It seems that tea party antiregulatory logic — i.e., red tape can’t make you think — doesn’t apply to Congress. Per Politico, the Republican Party plans to introduce, as the first two parts of their “platform,” bills that would ask congresspersons to read bills before passing them, and name — and debate — the constitutional source of lawmaking authority in every bill. These are both fairly silly ideas. But we should probably embrace them both.
The first is definitionally useless — nonbinding resolutions for all!!! — but also harmless, and a potential source of comedy. How many Republicans do we expect actually read the bills they distort beyond recognition? Based on how long it took Sarah Palin to cite an actual statutory section in support of her “death panels” lie, probably zero.
The second is largely redundant. Congressional practice has been, since U.S v. Lopez and U.S. v. Morrison, to include a jurisdictional “hook” in every controversial exercise of Commerce Clause authority. The Patient Protection & Affordable Care Act of 2010 placed its “hook,” reciting commerce-related findings and Supreme Court authority, at § 1501 (pdf). As Republican representatives would know… if they had read the bill. See what I mean? And these sorts of exercises are normally useless they require a conspicuous declaration of objective facts. For example, based on my experience writing them, New York legislators treat the state’s “fiscal note” requirement deadly seriously. Since this plan would simply require advocacy, it doesn’t meet that threshold.
Nevertheless, the idea acquires merit for its ability to force productive debate. Throughout the GOP’s fascinating journey of constitutional discovery, we’ve never heard a legal argument based on anything more than rhetoric. Conservative spokespersons seem to think of the document as some barrier against the subjectively shocking, rather than anything with meaningful objective limits. Cuccinelli’s sloppy briefing in his healthcare lawsuit is not to the contrary.

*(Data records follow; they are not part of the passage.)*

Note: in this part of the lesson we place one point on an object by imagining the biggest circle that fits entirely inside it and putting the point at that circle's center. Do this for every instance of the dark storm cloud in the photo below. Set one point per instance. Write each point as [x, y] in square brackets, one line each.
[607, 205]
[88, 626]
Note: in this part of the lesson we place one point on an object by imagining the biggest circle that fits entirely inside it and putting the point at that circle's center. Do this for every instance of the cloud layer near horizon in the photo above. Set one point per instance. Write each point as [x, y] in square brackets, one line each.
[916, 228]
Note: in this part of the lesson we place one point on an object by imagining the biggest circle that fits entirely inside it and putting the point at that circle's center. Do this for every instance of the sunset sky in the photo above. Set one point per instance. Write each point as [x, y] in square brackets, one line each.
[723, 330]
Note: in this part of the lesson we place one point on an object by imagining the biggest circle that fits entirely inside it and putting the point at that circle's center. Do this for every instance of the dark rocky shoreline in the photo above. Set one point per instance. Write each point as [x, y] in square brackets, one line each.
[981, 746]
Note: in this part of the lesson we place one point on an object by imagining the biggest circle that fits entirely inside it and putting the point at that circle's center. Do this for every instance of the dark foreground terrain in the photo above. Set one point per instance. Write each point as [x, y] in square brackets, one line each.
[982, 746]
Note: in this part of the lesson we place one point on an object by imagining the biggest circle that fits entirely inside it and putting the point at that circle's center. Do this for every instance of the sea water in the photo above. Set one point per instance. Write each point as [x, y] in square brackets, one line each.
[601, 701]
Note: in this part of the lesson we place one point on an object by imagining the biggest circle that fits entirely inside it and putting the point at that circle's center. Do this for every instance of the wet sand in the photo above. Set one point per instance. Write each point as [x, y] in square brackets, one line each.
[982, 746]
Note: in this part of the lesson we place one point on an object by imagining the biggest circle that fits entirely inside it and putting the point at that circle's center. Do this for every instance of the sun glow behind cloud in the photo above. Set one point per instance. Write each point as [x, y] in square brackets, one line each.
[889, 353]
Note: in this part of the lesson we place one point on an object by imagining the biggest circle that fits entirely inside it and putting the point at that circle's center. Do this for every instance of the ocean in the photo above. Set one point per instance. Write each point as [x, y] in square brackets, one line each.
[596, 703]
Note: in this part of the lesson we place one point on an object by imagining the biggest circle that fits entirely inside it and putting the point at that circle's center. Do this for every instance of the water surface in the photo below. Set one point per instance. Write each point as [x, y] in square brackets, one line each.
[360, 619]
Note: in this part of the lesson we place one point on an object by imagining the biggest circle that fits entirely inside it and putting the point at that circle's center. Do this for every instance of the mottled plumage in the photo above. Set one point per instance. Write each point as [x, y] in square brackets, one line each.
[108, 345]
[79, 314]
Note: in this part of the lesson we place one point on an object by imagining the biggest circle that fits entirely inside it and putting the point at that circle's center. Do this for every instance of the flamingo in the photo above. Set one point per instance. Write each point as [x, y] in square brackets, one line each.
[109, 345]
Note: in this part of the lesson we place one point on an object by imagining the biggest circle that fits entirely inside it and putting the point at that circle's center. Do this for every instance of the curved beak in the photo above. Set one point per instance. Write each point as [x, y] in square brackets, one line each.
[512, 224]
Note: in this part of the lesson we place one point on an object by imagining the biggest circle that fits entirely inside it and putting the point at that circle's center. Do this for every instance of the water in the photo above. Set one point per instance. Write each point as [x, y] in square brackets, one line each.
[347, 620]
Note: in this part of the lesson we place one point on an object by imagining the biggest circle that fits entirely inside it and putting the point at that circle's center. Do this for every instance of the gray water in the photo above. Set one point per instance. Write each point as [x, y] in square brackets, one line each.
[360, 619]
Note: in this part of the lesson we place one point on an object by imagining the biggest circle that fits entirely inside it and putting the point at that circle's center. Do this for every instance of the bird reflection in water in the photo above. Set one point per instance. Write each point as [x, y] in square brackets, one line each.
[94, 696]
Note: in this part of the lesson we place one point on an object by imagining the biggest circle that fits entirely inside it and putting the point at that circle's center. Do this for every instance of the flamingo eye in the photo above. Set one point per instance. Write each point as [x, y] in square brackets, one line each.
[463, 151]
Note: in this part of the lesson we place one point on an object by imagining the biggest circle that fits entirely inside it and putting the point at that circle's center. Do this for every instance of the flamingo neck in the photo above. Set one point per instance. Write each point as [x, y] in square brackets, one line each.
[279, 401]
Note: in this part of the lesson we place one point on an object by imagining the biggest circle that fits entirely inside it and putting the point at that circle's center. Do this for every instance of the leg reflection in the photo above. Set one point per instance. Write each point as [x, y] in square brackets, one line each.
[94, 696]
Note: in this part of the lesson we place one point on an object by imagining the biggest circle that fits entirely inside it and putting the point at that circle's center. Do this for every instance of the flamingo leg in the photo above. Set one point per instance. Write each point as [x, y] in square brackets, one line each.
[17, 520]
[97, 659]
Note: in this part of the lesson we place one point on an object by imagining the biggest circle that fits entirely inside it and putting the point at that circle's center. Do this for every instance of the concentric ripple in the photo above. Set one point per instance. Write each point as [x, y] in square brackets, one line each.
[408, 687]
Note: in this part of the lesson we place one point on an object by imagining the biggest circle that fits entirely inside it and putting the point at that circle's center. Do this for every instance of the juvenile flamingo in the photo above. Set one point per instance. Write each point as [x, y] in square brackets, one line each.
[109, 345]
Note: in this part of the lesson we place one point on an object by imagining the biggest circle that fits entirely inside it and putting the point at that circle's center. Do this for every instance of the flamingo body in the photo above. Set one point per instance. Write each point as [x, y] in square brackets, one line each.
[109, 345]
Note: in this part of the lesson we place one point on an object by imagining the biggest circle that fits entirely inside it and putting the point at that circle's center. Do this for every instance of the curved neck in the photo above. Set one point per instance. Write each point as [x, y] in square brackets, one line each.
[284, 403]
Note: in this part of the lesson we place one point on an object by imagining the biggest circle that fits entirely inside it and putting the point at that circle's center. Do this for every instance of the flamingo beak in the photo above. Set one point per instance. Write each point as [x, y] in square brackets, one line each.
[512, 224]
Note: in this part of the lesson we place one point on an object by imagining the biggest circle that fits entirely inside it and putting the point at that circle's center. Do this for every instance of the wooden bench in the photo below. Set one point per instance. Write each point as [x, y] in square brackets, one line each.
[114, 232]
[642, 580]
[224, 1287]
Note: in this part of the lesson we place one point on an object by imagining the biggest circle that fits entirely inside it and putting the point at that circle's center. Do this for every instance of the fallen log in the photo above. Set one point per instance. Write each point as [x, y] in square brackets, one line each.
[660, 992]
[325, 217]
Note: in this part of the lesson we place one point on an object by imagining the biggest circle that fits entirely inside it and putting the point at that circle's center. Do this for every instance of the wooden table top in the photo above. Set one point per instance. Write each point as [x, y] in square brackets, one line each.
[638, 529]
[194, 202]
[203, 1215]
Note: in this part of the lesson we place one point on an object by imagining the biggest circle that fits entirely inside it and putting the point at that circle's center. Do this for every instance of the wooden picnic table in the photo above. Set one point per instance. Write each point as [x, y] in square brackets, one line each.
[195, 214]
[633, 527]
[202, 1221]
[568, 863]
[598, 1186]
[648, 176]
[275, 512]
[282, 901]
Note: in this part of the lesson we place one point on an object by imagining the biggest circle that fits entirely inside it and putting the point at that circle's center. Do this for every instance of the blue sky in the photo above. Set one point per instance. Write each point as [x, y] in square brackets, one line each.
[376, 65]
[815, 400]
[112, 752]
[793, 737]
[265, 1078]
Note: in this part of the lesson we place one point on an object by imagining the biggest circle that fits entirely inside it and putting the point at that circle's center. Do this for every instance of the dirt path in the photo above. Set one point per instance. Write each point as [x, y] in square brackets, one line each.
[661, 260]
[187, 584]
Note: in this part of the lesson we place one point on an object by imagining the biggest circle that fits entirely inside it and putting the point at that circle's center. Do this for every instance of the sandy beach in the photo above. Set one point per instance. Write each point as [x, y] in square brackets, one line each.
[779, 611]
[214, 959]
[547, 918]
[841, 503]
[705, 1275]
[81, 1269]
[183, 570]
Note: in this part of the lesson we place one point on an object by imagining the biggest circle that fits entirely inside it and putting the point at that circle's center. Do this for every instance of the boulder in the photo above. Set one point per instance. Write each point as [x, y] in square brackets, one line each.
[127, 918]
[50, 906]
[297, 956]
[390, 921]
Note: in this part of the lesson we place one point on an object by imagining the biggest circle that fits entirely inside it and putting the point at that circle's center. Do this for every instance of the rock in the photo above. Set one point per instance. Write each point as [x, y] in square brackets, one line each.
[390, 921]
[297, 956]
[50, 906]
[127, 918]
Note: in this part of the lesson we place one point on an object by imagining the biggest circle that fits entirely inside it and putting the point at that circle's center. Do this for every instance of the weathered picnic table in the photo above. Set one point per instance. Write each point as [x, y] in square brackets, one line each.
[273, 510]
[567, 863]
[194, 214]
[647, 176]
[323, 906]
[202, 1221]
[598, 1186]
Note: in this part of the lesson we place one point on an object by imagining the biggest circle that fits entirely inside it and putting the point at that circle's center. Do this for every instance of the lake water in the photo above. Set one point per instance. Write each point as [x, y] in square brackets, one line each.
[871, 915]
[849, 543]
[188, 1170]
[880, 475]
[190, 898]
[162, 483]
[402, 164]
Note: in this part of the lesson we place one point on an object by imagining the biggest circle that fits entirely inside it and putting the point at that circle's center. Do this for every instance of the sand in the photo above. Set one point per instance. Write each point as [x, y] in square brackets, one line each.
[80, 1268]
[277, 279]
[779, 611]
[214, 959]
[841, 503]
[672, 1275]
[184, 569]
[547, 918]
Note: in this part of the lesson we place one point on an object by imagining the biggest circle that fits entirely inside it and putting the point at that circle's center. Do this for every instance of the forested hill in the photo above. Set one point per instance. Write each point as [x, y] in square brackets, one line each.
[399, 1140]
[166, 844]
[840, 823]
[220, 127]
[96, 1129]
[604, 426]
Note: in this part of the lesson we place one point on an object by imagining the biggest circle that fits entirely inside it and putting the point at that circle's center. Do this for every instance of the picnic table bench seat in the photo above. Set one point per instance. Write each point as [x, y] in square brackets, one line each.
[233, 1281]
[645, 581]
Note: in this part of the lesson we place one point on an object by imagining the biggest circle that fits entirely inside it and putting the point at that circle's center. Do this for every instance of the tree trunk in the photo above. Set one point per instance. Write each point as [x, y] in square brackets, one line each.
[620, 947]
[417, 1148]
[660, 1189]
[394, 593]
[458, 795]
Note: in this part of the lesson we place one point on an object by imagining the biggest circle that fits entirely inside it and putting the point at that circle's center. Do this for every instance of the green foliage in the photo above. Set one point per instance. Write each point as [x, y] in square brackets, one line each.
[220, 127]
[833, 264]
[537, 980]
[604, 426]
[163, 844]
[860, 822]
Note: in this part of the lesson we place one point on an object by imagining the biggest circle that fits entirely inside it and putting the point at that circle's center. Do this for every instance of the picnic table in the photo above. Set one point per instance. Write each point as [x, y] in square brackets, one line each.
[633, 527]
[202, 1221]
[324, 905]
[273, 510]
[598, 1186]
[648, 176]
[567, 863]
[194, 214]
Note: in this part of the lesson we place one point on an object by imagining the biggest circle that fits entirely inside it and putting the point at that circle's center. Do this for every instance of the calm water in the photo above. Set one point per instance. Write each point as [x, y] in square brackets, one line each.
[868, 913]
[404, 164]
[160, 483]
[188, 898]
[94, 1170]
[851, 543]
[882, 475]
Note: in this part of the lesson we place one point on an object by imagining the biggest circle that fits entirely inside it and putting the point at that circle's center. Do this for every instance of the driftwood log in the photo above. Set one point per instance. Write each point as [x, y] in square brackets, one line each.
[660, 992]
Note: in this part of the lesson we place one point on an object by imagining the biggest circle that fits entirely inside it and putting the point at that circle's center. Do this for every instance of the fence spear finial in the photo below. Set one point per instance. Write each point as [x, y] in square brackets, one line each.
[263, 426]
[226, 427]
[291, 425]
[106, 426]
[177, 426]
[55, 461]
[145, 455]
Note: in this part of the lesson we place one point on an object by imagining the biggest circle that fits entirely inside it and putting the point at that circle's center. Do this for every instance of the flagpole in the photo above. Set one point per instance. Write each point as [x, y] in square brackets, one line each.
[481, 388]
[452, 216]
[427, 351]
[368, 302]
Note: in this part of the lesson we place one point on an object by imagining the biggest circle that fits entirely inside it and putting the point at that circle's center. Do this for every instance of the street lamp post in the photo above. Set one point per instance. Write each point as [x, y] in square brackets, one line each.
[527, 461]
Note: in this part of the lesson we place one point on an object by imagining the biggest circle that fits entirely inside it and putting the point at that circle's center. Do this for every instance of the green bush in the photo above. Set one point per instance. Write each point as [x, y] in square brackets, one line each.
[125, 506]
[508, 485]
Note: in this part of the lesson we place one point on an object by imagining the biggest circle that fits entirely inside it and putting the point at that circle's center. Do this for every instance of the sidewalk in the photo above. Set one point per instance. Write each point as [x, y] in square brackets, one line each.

That’s not how constitutionalism works, but it’s a hard problem to force into public view, when the only clash occurs on Sunday morning talk shows, or between noted constitutional scholars like Sean Hannity, and random, pre-screened “liberals.” If, by operation of John Boehner’s pet law, Republicans could suddenly be called, in open session, to defend their understanding of constitutional law, these destructive memes could theoretically be nipped in the bud. As in many cases, more speech is the solution.